D-Day 65th Anniversary

June 5, 2009 8:20:19 PM PDT
June 6th, 2009 marks the 65th anniversary of D-Day, the allied invasion of France by hundreds of thousands of troops. It would be the turning point in World War Two and in the lives of the three world-war-two veterans living in the Central Valley.They agreed to meet with me at the Fresno VA to talk about their service and look back on the seminal time in their lives.

Our Action News video archive holds a host of the dark and grainy images of the massive armada of 5-thousand ships filled with more than 160 thousand allied soldiers. The images may seem distant for later generations of Americans but to those who were there that day is as clear as if it were today.
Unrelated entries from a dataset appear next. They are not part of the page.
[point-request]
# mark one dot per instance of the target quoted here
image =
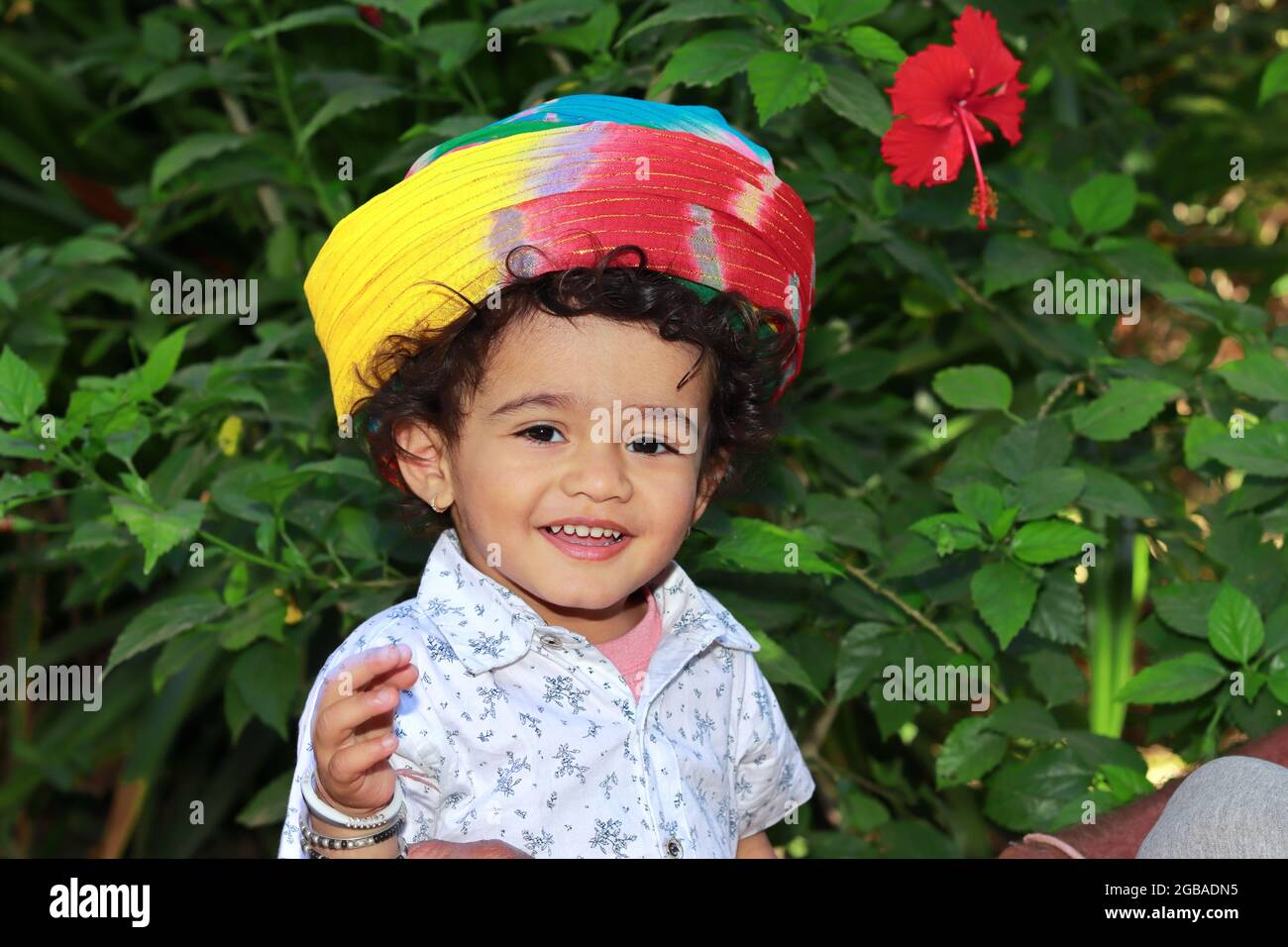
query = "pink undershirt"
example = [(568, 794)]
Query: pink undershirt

Ask them about it and they are there. Earl Watson was one of them, "We jumped out in that cold freezing water up to our waist and then the war started." He hit the beach in Normandy, France at La Havre.

Watson of Fresno was 18 when he joined up the army in 1942. Today at eighty-four he is among a dwindling number of world war two vets who were part of the beginning of the end of that war. And it left scars you can't see but you can definitely hear. "In about five minutes I ran out of ammunition. I had to go around to the American soldiers, the ones who had died, and get their ammunition and keep on going through the beaches."

The news of the invasion traveled quickly. 86 year old Pasqual Reyes of Madera heard it while fighting his way through unrelenting battles in northern Italy, "Now, you know, we got 'em in between us. It'll be over before we know it. I know it's gonna be over."

Half a world away it was equally good news for Claude Gasio of Fresno. He was aboard the U.S.S. Kalinin where Japanese suicide bombers left him with a searing injury and more, "It was a bad day, we took 13 suicides (bombers) in the afternoon after the battle in the morning."

The war ended in Europe in May of 1945 and in the Pacific in September that same year. The impact of both good and bad memories remains with these veterans. Maybe that's why we create places to honor them like the Fresno VA's Wall of Honor where Claude Gasio told me, "Any body who served, even the veterans today can get on the wall. I'm right here on the bottom you can see it right there." Pasqual Reyes name and those of his two sons who served in Viet Nam will be placed there soon. As will Earl Watson.

So as another D-Day is marked they ask only that we remember the sacrifices they made for the generations of American sons and daughters who followed.